Mind you, if you really want to deepen your knowledge of English, you're probably not going to learn a lot watching "Transformers". On the other hand, diving into Ulysses probably is not a good strategy either.
If you're feeling adventurous, you could always get a subscription to the New Yorker magazine. It'll do things to you - yes this is flamebaiting. :P
Other non English people out here:
How have you managed to cope with this?
Good naming in code matters. Using English is the preferred, but if you don't know English very well the result could be counterproductive.
I had a friend who just guessed what the correct name would be and the result was horrible. ie
String employiiNeim; // employeeName
int eich; // age
The problem with English, is that is not pronounced as written ( french have this minor ... ehrm characteristic ) Other languages like Spanish, German, Dutch, and others, do type and pronounce every letter in the word.
This becomes particular relevant when what you are coding are business rules or business models. In this case it is much better to use your native language.
String nombreEmpleado;
int edad;
Way much better, specially when you work with others.
Have you studied English so well it's not a problem?
Yeap, there is no other way, and a lot of practice.
You can study English the same way you study programming languages though. You can have a teacher and attend to a class room and study an hour a day. Or ( what I did ) you can just grab something that is interesting to you and try to understand it. For instance, you have a small document describing something you care, you read blogs or read content here at StackOverflow, you translate a song you like, etc. etc.
All these are study forms. There is no other way, you won't wake up one day and say: "...I know kung fu" I mean, and say: ..."I know English"
Or have you read so much code naming comes natural?
Also helps, but if you don't understand what the code means, you ... well won't make any progress.
You'll learn the programming language, and that will help you to understand English bit better, but won't help you to learn it. That's because when we program we learn the programming language not the native language.
Or discussed a lot with English speakers?
Eerhh..nope. If you have that chance go ahead, it will improve your listening and speaking, but not necessarily your writting.
The most effective way to improve your English vocabulary and grammar is by READING ( reading in your native language also improves your own language btw )
So, I would say, read as much as you can. Use your native language while you gain more confidence, and keep studying.
The English will come with time.
If you can't find the "Programmer's Dictionary" you're looking for, start one. Post a new question: "What entries are missing from this Dictionary for English-as-a-Second-Language-Programmers?" and seed it with 10 or 20 words/definitions you've already discovered. Once posters have suggested enough additions, move it to a a wiki somewhere and keep accepting contributions. You might end up creating a valuable resource.
Documenting your code with excellent prose like your question above will go a long way!

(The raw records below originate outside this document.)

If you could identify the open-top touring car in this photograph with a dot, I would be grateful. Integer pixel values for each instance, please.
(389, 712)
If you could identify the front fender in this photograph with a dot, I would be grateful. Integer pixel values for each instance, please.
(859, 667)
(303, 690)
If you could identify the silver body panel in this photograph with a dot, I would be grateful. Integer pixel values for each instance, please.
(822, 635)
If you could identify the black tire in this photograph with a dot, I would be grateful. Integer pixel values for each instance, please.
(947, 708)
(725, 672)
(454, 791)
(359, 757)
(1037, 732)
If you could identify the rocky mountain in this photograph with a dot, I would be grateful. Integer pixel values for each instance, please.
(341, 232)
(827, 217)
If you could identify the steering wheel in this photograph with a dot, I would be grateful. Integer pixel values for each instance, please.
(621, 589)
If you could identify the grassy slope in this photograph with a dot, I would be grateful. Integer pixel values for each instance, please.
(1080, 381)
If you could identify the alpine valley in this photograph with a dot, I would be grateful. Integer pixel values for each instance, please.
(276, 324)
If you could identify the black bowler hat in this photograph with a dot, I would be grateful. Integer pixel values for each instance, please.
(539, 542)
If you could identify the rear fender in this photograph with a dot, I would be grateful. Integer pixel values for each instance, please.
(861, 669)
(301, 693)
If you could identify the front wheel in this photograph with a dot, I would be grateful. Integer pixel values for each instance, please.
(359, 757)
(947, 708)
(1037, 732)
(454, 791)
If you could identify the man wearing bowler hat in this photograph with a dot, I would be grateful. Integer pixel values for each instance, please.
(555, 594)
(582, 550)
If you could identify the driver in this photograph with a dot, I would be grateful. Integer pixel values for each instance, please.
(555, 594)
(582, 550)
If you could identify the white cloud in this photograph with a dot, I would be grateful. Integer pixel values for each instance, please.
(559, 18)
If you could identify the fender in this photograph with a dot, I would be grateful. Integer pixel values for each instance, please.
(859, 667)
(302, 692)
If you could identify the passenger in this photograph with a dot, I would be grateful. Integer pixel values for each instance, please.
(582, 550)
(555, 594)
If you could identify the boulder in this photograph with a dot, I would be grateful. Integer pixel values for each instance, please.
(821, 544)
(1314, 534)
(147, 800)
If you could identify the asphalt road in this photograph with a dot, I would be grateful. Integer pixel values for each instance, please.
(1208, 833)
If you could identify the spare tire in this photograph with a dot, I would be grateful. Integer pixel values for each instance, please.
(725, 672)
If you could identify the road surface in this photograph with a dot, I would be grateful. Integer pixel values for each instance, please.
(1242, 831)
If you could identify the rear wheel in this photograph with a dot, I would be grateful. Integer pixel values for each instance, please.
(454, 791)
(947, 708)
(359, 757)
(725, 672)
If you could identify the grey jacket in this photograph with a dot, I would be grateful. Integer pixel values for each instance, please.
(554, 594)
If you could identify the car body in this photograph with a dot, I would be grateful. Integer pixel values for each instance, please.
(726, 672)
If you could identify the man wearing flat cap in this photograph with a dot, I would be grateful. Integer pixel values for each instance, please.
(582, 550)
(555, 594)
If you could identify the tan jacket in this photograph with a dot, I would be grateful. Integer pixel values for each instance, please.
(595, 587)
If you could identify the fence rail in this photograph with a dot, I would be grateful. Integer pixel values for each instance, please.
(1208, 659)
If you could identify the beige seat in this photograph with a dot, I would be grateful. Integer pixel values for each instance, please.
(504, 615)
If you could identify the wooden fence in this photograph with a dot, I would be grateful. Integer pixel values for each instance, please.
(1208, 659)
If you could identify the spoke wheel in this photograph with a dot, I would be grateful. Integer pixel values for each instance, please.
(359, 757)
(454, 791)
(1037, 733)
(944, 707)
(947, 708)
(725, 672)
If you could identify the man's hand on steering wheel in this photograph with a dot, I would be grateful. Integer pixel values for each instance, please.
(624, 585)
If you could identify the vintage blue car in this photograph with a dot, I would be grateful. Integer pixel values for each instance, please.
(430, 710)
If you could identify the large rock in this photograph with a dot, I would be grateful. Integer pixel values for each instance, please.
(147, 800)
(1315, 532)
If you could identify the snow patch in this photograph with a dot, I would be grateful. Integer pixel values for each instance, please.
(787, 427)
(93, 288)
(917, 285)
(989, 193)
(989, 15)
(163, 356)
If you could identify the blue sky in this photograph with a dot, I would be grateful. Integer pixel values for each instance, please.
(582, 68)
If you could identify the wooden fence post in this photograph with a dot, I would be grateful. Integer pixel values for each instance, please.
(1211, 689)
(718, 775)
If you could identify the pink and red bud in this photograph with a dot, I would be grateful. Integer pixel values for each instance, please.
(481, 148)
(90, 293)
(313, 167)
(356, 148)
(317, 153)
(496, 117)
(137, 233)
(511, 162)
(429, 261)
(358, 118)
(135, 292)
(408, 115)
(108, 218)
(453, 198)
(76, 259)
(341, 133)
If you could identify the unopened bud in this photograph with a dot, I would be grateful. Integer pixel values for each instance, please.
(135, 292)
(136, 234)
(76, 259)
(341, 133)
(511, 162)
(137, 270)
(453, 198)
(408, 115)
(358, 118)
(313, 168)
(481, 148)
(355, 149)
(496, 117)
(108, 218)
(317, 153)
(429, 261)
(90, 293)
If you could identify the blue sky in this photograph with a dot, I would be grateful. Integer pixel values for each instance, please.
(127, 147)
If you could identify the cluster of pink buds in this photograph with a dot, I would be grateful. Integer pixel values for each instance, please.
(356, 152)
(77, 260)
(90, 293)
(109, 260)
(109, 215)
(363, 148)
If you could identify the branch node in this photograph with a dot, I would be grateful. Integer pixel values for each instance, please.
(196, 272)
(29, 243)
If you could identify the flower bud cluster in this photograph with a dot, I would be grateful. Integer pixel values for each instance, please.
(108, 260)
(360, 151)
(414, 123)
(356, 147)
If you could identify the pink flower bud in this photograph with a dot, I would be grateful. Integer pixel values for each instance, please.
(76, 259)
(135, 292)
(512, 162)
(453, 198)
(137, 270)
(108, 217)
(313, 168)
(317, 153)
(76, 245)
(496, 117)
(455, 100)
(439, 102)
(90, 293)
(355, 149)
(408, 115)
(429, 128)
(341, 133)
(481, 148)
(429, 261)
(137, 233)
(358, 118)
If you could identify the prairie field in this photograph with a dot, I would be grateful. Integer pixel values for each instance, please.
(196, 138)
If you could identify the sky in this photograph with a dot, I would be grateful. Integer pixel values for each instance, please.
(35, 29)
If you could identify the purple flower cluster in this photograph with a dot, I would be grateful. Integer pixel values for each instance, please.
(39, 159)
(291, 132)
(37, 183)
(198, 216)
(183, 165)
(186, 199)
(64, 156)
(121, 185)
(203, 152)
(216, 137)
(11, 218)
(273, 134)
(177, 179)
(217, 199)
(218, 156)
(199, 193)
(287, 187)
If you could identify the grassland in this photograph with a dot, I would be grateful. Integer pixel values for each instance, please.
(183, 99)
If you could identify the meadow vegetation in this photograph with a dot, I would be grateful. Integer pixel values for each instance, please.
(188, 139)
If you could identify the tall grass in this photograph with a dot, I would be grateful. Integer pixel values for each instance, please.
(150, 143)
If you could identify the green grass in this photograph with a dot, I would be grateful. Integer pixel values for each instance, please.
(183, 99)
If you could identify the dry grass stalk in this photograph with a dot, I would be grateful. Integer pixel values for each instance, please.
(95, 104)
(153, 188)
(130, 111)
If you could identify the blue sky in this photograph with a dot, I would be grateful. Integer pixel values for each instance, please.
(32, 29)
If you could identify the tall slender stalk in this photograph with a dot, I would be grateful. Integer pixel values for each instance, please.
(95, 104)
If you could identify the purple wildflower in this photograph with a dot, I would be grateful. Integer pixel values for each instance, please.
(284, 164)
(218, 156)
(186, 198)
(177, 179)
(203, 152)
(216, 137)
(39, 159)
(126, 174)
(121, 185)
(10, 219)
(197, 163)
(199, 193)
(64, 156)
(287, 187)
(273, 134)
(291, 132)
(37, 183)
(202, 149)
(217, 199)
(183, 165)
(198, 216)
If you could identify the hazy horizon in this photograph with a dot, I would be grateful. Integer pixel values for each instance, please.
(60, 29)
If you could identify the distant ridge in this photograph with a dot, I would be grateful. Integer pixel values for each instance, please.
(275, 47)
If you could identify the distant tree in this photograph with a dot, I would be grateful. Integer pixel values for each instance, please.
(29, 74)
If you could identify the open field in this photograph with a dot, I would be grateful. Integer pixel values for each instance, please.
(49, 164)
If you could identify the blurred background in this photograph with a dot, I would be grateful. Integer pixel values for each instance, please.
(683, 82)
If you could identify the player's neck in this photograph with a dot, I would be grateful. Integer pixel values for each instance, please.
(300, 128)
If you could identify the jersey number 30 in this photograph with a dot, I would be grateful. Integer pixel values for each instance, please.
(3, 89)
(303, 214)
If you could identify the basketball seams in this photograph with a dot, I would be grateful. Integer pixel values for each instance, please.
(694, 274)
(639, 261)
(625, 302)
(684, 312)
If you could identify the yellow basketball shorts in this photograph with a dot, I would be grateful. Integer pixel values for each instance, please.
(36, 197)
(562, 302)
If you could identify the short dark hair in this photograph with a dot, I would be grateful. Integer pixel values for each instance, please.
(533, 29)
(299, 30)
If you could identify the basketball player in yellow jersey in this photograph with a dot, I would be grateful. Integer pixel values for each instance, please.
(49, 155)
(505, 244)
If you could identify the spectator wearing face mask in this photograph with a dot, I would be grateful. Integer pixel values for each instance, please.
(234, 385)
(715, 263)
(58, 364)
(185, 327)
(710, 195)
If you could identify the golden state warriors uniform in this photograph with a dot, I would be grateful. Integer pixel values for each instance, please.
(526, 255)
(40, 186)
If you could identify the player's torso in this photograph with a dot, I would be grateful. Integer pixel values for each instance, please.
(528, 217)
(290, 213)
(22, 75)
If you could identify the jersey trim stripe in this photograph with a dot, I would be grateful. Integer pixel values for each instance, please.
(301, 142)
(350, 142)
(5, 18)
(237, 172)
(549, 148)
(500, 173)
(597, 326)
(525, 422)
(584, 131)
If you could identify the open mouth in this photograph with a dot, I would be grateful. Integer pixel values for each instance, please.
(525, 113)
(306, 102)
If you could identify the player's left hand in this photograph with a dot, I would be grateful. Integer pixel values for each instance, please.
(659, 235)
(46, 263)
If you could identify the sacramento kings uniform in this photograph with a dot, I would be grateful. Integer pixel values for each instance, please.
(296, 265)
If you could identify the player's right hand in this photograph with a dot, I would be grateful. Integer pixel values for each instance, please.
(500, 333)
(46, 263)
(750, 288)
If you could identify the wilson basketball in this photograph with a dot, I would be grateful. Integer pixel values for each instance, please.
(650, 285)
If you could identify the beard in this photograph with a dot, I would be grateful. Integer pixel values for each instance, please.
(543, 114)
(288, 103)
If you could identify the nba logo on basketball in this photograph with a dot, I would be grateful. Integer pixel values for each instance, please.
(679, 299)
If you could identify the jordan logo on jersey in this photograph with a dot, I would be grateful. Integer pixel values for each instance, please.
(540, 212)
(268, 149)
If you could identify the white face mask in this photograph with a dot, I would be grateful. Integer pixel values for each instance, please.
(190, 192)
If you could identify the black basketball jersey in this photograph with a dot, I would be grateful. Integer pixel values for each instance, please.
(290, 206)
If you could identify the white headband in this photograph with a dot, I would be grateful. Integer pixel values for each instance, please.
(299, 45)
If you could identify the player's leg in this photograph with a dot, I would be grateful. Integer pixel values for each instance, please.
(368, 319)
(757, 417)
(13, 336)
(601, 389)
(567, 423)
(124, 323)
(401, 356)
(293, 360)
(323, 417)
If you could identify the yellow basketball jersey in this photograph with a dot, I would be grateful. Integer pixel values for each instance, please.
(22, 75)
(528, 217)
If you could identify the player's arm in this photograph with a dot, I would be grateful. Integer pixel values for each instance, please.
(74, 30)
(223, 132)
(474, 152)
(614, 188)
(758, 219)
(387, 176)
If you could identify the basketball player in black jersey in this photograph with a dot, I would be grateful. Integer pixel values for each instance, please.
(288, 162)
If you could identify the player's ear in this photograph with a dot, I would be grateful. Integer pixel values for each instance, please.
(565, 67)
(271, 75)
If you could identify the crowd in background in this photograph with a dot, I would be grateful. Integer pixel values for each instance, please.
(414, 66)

If you stick to common design patterns endemic to the language, platform, and architecture for which you're working with, other engineers should understand your nomenclature fairly easily.
If you are worried about it in terms of naming your own objects, just think of what your native word is for what you want to do, then go get an english language translation dictionary, and use the english language version.
How about using your native language?
Of course (like for me as an Austrian) some letters may not be allowed - but who cares if there is Mörder or Moerder (Murder) in the class name :)
Or (as I do) use a dictionary like dict.cc or something else.
I do - think what the class does - it manages game session (for an example) so it will become GameSessionManager.
Abbreviations are (at least for me) a problem - but what I've learned from other code - event native speakers use different abbreviations.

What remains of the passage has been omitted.